The Benefits of Reading:

  1. It improves reading comprehension skills,
  2. It trains analytical skills,
  3. It allows note taking for later reviews,
  4. You can strategize the reading flow — pause to think or to skip familiar concepts/chapters.

The Benefits of Listening:

  1. It improves attention capability,
  2. It encourages memory skills,
  3. It trains multi-tasking skills (benefit of which may remain controversial),
  4. Preserve time spent on mundane activities.

Building Subconscious Links

When I was still in high school something had been puzzling me. Why would a music I listened to a year ago could remind me of the same exact smell and emotions when I listened to it again a year later. I started compiling a series of playlists and listen to them at a specific time of the day believing the playlist would record every emotional state. It worked. I thought this was exclusive for music, but recently I found out that it works for audiobooks too. I noticed that while revisiting 2001: A Space Odyssey while driving, the memory of the book came back and was literally dark. At first, I thought it was because that outer-space is dark, but I later realized it's because I listened to the whole book right before I slept. The environment was dark, and by shutting my eyes, my visual memory was dark regardless of what I envisioned in my head which was rather bright. 

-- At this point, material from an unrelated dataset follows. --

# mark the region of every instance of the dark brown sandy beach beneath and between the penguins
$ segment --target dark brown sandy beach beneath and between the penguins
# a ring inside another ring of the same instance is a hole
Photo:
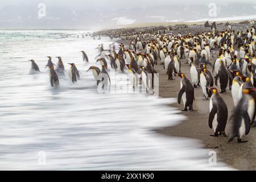
[[[245,30],[246,25],[233,25],[234,30]],[[219,26],[218,29],[222,30],[225,26]],[[202,32],[210,31],[210,28],[205,28],[203,25],[193,25],[182,30],[172,31],[173,34],[181,32],[182,34],[187,34],[188,32]],[[146,40],[145,40],[146,41]],[[129,41],[119,40],[119,43],[123,43],[127,46]],[[237,49],[237,47],[235,47]],[[215,51],[216,52],[216,51]],[[216,59],[216,53],[211,57],[210,62],[214,62]],[[184,59],[181,60],[181,72],[185,73],[187,78],[190,78],[190,67],[185,63]],[[180,89],[180,78],[175,77],[175,80],[168,80],[166,71],[163,69],[163,65],[160,65],[160,60],[158,60],[158,65],[155,65],[156,71],[159,73],[159,95],[160,97],[166,98],[177,98]],[[212,72],[212,68],[208,66],[208,69]],[[215,85],[214,85],[215,86]],[[228,90],[226,93],[221,94],[221,97],[226,102],[228,106],[229,117],[234,108],[233,99],[231,91]],[[228,138],[225,137],[210,137],[213,134],[208,126],[209,117],[209,100],[206,101],[203,97],[201,87],[195,89],[195,111],[182,111],[180,114],[187,116],[187,119],[183,121],[180,125],[173,127],[166,127],[157,132],[172,136],[172,137],[185,137],[185,138],[195,138],[199,139],[205,148],[213,149],[217,152],[217,162],[225,162],[226,164],[232,166],[233,168],[240,170],[256,170],[256,129],[252,127],[249,135],[245,137],[249,142],[247,143],[237,143],[237,140],[228,143]],[[172,105],[179,110],[183,109],[183,104]],[[228,118],[229,121],[229,118]],[[227,125],[228,126],[228,125]]]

I started paying attention to the subtle workings of my subconscious when I stopped listening to audio books. I'm checking to see if my normal environment and activity could serve as visual queues to inspire me to generate thoughts. The result though may be bias, I'm beginning to experience a perpetual state of thoughts generation upon experiencing those visual queues. While stuck in traffic, I would begin to observe human behaviors, egos and the results of rushing things which I would quickly relate to investment — those who spend energies cutting between lines would eventually get tired and stuck at a slow lane and fall behind while believing and sticking to the fastest lane would eventually be ahead regardless of being slow at the current moment. Since I spend a great deal of time while driving, I could start designating what cars, traffic, the angle of the sun could remind me of by listening to the types of audiobooks; it could be a spiritual audiobook, so I can learn to be calm when stress arises due to traffic. It could be about investment, so the progression of the traffic could teach me about how human would react to immediate results. It could be management, so I could learn about human ego when drivers speed up when they see you light a turn signal. The psychological effect of this designed visual queue is extremely effective in designing a perpetual state of learning.

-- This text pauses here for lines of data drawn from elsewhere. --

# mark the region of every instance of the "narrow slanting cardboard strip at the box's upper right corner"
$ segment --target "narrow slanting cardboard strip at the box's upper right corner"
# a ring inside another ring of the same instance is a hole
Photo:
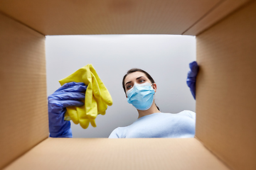
[[[189,28],[184,35],[198,35],[206,28],[209,28],[220,19],[227,16],[235,9],[239,8],[247,1],[250,0],[227,0],[227,1],[220,1],[206,16],[203,16],[198,22],[196,22],[191,28]]]

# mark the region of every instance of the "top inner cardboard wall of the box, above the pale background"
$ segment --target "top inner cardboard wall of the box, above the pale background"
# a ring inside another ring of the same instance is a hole
[[[181,34],[220,0],[9,0],[0,11],[44,35]]]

“The music is not in the notes, but in the silence between.” —Mozart

When I was still in my 20's, I understood successful people as those who act less like a human: sleep is for the weak, leisure is for the lazy, and play is for the poor. Now that I'm a little older, I'm beginning to understand just the contrary; those are myths against true progression. We often times just keep doing and doing what we thought was important when what we really needed to do was to take a step back, which many times is many steps forward. Sheena often compares human progression as a long race: do you want to run really fast or stay behind and build a bicycle.

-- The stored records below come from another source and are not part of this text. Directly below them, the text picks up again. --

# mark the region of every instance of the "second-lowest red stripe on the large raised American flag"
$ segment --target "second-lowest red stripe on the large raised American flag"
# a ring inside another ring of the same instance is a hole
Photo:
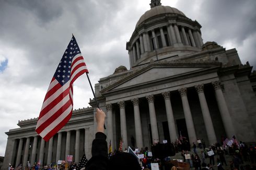
[[[56,120],[63,112],[65,112],[67,110],[67,108],[71,105],[70,101],[67,101],[57,112],[53,113],[51,115],[51,117],[49,117],[47,120],[45,120],[44,123],[42,123],[37,129],[36,131],[38,133],[41,133],[46,127],[48,127],[49,125],[51,125],[54,120]]]

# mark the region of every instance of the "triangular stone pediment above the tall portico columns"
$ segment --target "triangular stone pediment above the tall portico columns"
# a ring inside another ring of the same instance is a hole
[[[112,84],[107,89],[102,90],[102,93],[122,90],[130,87],[143,86],[156,81],[164,79],[171,79],[182,77],[185,75],[196,74],[197,72],[205,72],[206,70],[219,67],[216,63],[212,65],[195,65],[195,64],[184,64],[184,65],[153,65],[144,69],[138,70],[134,74],[120,80],[117,83]]]

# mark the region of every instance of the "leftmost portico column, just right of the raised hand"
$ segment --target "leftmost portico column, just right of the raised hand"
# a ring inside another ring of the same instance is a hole
[[[114,143],[113,138],[113,116],[112,116],[112,104],[107,104],[107,120],[108,120],[108,139],[111,140],[111,143]],[[109,143],[109,140],[107,143]],[[112,144],[113,149],[113,144]]]

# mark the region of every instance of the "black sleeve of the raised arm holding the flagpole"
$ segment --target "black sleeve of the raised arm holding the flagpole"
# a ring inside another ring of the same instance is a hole
[[[91,147],[91,159],[86,164],[86,170],[105,170],[108,165],[107,136],[102,132],[97,132]]]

When I began listening to audiobooks, I was amazed how I was able to capitalize on every little bit of wasted moments in a day. I listened and listened on. I never stopped until the end of that very same week; I was exhausted and couldn't listen to any more book; I could but I wasn't absorbing anything anymore. It was then I realized we could never be like Neo in the Matrix; we cannot upload knowledge and information like a computer into our mind. I began comparing listening to audiobooks as working out physically. If I wanted to grow strong, training too often or eating too much wouldn't help. We build our muscles during sleeps not during a workout. Listening to too many books too fast feels as though I strained my ankle at a gym. The time it takes to recover makes it less efficient over time. I learned that human growth is not about obtaining progress in the short term but about doing this for the rest of my life a little each day. Reading books is eating for the mind — we grow while sleeping not working.